Precomputing this table is similar to the methods we used in the previous chapters. I'll just put the sample C code here and omit the explanations.
{
int dp[65536][4][8];
for (i=0; i<65536; i++) {
for (j=0; j<4; j++) {
for (k=0; k<8; k++) {
int ck = k;
int s;
int sum = 0;
for (s=15; s>=0; s--) {
if (i & (1 << s)) {
int n = j*16 + s;
sum += choose[n][ck];
ck--;
}
}
dp[i][j][k] = sum;
}
}
}
}
And the hash function only need to sum up the result from the dp table. The C code is shown below.

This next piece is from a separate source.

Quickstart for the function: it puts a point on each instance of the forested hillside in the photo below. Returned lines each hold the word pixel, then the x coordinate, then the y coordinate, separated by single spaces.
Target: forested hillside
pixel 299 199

int fast_hash(unsigned long long handid, int k)
{
int hash = 0;
unsigned short * a = (unsigned short *)&handid;
hash += dp_fast[a[3]][3][k];
k -= bitcount[a[3]];
hash += dp_fast[a[2]][2][k];
k -= bitcount[a[2]];
hash += dp_fast[a[1]][1][k];
k -= bitcount[a[1]];
hash += dp_fast[a[0]][0][k];
return hash;
}
Although this algorithm takes very few CPU cycles to compute the hash value (4 summations and 3 decrements), the overall performance is worse than what we used in the previous chapter. Part of the reason might be the dp table is greater than a normal page size (64Kbytes). If we cut the block into 8 bits and use a table of size 2^8 * 8 * 8, which will double the number of operations in the hash function (8 summations and 7 decrements), the performance seems to improve, but still doesn't beat the algorithm used in the previous chapter under my environment.
In summary, although it's an algorithm that uses very few CPU cycles, the true performance is bounded by the time access to the memory, which doesn't make it significantly faster than the algorithm we used in chapter 2 to chapter 3.